Based on these findings, Hall's team concluded, "Incidence of hepatotoxicity has diminished in the modern combination ART era, but remains significantly higher in those with HCV coinfection."

"Early HCV therapy may serve to decrease the risk of hepatotoxicity following combination ART initiation," they suggested.

Studies have shown that coinfected people who achieve sustained virological response to hepatitis C treatment -- generally regarded as a cure -- are less likely to experience ART-related hepatotoxicity than non-responders with persistent HCV infection.

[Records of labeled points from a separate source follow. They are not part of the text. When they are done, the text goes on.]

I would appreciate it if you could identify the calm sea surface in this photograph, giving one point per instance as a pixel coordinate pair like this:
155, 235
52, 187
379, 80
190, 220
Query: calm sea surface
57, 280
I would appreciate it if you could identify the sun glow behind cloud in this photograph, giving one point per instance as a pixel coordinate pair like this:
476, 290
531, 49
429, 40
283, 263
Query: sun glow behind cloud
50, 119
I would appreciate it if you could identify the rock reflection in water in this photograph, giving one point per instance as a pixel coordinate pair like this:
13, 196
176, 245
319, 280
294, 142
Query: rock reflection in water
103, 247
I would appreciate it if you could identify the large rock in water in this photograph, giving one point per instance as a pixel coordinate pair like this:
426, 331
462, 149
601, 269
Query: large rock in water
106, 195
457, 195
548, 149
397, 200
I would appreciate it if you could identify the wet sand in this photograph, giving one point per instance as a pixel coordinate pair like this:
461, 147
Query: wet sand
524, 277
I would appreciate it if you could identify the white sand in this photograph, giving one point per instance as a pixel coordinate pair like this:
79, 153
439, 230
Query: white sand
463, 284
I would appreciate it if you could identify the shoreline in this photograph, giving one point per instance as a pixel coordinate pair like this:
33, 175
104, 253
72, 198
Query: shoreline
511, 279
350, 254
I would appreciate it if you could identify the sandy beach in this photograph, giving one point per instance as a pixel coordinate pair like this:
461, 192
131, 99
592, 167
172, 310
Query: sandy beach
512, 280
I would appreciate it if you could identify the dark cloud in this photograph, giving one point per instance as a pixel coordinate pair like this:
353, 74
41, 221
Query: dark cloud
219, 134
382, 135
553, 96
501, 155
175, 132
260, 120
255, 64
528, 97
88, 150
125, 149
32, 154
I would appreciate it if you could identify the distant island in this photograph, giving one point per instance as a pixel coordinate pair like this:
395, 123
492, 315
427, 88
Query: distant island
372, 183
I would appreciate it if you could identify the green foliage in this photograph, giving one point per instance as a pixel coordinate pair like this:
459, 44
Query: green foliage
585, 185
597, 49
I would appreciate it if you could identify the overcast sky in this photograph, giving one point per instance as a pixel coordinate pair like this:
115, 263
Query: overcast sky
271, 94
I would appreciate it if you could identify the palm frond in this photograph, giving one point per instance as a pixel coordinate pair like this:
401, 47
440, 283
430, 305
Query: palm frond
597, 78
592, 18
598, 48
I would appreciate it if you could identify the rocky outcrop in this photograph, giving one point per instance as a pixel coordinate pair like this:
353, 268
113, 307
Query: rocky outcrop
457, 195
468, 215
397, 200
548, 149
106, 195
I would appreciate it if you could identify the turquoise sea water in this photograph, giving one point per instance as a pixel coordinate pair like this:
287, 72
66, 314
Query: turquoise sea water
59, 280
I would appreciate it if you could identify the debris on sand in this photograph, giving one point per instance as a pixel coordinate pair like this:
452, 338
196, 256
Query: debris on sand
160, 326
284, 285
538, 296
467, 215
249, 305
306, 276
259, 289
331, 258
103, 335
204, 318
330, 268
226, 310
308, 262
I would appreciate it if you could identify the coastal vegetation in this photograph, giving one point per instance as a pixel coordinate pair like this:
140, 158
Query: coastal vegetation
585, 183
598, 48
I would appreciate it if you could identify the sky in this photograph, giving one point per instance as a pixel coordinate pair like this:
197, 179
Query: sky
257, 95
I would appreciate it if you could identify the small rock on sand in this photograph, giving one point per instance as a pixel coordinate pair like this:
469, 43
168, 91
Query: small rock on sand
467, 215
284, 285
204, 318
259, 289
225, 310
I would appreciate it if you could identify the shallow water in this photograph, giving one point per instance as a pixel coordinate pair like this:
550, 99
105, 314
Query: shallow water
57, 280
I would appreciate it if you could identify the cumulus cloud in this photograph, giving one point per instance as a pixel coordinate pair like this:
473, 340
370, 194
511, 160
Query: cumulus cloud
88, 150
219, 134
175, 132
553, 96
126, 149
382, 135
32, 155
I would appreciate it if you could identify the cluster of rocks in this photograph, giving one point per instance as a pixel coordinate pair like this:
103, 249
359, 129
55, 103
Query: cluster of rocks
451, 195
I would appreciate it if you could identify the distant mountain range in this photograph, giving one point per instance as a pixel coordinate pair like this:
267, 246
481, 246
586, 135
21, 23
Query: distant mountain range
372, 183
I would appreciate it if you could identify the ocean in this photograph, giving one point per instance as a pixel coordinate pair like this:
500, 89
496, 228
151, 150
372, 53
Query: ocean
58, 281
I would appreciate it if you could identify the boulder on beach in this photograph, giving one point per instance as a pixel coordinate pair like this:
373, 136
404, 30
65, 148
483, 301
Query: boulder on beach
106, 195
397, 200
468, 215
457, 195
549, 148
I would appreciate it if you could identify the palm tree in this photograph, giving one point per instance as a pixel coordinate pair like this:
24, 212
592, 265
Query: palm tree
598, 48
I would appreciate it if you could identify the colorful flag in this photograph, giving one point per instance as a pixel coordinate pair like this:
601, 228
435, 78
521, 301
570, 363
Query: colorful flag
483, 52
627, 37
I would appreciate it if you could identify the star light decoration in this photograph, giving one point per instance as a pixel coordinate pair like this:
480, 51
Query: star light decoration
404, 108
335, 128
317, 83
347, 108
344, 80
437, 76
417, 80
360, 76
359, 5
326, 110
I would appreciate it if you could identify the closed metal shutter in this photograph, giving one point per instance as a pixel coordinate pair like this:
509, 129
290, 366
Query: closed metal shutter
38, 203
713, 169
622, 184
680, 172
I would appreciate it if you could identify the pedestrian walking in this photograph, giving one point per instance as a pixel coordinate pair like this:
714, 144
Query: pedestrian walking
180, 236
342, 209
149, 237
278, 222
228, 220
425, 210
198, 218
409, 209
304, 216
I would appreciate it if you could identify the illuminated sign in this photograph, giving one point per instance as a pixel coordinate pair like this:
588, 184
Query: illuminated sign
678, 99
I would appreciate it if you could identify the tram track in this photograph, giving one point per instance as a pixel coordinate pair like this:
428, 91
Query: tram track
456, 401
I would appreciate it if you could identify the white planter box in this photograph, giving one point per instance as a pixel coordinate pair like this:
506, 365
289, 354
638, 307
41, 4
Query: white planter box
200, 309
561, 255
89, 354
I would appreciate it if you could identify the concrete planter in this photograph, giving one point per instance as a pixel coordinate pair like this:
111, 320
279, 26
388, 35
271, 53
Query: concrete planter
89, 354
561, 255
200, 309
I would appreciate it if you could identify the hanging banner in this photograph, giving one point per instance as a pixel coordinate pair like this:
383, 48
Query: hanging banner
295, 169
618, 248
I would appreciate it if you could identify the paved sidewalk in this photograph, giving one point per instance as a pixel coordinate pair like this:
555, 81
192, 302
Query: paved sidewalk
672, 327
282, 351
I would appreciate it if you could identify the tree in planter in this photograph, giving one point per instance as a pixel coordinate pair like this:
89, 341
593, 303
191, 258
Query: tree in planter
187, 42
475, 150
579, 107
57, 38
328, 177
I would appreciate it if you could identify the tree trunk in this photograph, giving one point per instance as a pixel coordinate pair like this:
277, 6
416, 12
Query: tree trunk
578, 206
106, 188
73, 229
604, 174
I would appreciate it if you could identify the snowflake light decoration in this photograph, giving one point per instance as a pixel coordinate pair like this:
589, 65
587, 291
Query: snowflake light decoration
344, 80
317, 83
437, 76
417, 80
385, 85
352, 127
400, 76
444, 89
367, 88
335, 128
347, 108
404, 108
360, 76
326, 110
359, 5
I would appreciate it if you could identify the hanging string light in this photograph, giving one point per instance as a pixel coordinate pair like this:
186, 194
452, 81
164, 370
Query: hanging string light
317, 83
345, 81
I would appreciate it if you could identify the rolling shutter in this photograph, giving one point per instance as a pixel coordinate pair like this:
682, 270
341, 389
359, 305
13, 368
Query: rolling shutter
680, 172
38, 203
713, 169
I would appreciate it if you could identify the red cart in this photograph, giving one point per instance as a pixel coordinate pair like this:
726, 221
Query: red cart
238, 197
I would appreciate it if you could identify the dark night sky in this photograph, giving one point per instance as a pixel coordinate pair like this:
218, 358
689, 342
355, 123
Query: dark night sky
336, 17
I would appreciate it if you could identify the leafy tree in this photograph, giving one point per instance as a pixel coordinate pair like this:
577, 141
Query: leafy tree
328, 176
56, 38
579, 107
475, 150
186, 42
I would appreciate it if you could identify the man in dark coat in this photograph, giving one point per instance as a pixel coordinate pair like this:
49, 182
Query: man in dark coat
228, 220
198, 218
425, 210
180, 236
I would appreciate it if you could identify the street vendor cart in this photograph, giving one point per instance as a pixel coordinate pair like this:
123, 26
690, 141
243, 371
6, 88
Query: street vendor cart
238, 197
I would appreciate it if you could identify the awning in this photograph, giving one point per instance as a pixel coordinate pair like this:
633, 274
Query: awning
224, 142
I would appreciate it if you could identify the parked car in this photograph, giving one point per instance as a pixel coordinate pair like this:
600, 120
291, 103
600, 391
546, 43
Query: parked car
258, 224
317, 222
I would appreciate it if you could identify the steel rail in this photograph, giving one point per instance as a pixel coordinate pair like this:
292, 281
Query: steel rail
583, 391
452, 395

Although the researchers recommended that coinfected patients "should be assessed for consideration of HCV therapy prior to combination ART initiation as a means of decreasing subsequent combination ART-related hepatotoxicity," many experts favor treating HIV first or simultaneously, since people with well-controlled HIV and higher CD4 cell counts respond better to hepatitis C treatment.



M Hull, W Zhang, B Yip, J Montaner, et al. Initiation of ART in the Modern Era Is Associated with Decreased Risk of Hepatotoxicity in HIV/HCV Co-infected Patients. 19th Conference on Retroviruses and Opportunistic Infections (CROI 2012). Seattle, WA. March 5-8, 2012. Abstract 778.